For Uhde, the “Douanier”, the “customs officer”, was the leading figure for a whole circle of autodidacts, oddballs and artistic outsiders, to whom he finally presented a thematic group exhibition entitled “Peintres du Coeur-Sacré” in Paris’s Galerie des Quatre in 1928 Chemins lined up. The group of what Uhde called the “five primitive masters” included the elder Rousseau, the gardener André Bauchant (1873 – 1958), the road worker Camille Bombois (1883 – 1970), the housekeeper Séraphine Louis (1864 – 1942) and the postman Louis Vivina (1861 – 1936).

Camille Bombois, son of a bargeman, hired himself out as a farmhand, as a road worker on the construction of the Paris metro and as a porter, worked as a wrestler at the fair and served as a soldier in the First World War. And he painted – for example the “Femme assise sur le puits” (1925).

(Photo: Camille Bombois/Zander Collection © VG Bild-Kunst, Bonn 2022)

From today’s perspective, the framework drawn up by Uhde appears to be a fairly constructed affair. The artists neither knew each other, nor was there a common manifesto or a programmatic aesthetic. All that remains is the petty-bourgeois and proletarian background, which, in addition to being self-taught, was actually common to all. But Uhde, who was himself the son of a Prussian public prosecutor and grandson of a pastor, did not want to see the “low origin” as a link at all.

But because the “outsiders” and the avant-garde of the 20th century were closely related, one can actually speak of the “shadow of the avant-garde” – as the curator and art historian Veit Loers once put it in a nutshell. Rousseau at least may well have felt these underlying pulls, some of which still have an effect today. When Picasso, who was 37 years his junior, organized a party in his studio in 1908, Rousseau made a witty toast that is still repeated today: “We are the two greatest painters of the epoch. You in the Egyptian style and I in the modern style.”

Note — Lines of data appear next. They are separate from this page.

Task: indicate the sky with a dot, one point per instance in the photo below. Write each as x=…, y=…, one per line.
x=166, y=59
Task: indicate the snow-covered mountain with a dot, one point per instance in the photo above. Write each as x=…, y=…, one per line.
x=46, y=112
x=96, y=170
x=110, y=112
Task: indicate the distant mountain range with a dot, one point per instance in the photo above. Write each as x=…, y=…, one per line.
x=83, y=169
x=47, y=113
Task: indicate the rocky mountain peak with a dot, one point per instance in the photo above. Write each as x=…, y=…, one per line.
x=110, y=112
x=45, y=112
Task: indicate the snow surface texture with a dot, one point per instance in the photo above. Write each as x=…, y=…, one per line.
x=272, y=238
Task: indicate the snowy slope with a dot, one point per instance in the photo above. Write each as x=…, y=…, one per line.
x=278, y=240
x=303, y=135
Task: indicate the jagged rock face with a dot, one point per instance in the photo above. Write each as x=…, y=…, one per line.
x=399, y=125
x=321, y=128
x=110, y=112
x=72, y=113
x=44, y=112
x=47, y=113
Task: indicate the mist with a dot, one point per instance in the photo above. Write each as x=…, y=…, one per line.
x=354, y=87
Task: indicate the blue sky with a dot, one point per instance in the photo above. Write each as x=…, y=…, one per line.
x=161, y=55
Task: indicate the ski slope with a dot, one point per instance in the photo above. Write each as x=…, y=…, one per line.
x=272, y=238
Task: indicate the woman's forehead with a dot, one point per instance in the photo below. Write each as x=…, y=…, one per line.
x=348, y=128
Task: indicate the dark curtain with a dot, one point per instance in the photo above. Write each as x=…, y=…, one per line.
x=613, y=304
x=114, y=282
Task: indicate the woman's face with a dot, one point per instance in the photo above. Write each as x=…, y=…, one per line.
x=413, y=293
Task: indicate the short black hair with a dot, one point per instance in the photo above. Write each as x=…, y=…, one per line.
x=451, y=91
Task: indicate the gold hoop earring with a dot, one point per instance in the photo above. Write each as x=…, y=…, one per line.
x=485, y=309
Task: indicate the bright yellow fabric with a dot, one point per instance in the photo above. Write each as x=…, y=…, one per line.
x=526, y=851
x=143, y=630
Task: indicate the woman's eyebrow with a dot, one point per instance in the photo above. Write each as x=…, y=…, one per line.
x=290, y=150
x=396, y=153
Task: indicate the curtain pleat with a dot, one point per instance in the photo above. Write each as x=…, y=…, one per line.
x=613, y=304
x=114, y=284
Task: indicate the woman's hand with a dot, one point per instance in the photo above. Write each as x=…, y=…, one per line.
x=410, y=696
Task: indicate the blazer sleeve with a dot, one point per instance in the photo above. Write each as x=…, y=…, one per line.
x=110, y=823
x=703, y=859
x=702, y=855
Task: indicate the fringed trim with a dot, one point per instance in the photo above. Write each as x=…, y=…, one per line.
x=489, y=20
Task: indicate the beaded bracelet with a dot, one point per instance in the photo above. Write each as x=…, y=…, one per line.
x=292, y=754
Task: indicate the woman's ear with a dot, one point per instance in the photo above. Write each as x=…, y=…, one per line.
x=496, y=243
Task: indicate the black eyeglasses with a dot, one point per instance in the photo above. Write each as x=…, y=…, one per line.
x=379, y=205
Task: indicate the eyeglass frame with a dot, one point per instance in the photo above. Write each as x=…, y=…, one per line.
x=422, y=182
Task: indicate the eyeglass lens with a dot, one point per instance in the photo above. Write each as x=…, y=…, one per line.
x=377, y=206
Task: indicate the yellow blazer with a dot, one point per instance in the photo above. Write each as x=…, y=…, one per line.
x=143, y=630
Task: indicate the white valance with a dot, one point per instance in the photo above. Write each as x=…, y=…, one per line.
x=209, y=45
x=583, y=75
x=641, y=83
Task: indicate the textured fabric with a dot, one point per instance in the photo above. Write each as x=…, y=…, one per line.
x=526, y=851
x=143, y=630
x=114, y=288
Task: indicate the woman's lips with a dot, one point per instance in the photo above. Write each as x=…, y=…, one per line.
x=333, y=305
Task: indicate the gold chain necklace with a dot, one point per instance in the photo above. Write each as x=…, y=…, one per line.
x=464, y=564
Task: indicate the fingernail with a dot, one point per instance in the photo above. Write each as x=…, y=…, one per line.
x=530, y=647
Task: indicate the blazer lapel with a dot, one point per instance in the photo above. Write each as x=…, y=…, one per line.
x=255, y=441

The show is overwhelmingly magnificent and bewildering

With his renewed reference to the “Painters of the Sacred Heart”, the curator Udo Kittelmann is now bringing together numerous paintings by Rousseau, Bauchant, Bombois, Louis and Vivin in an overwhelmingly magnificent, confusing and sensually touching exhibition of paintings that extends over all three floors of the Museum Frieder Burda extends into Baden-Baden. The former director of the Berlin National Gallery celebrates French art from the turn of the century in a joyful, enjoyable, direct and theoretically light-hearted manner.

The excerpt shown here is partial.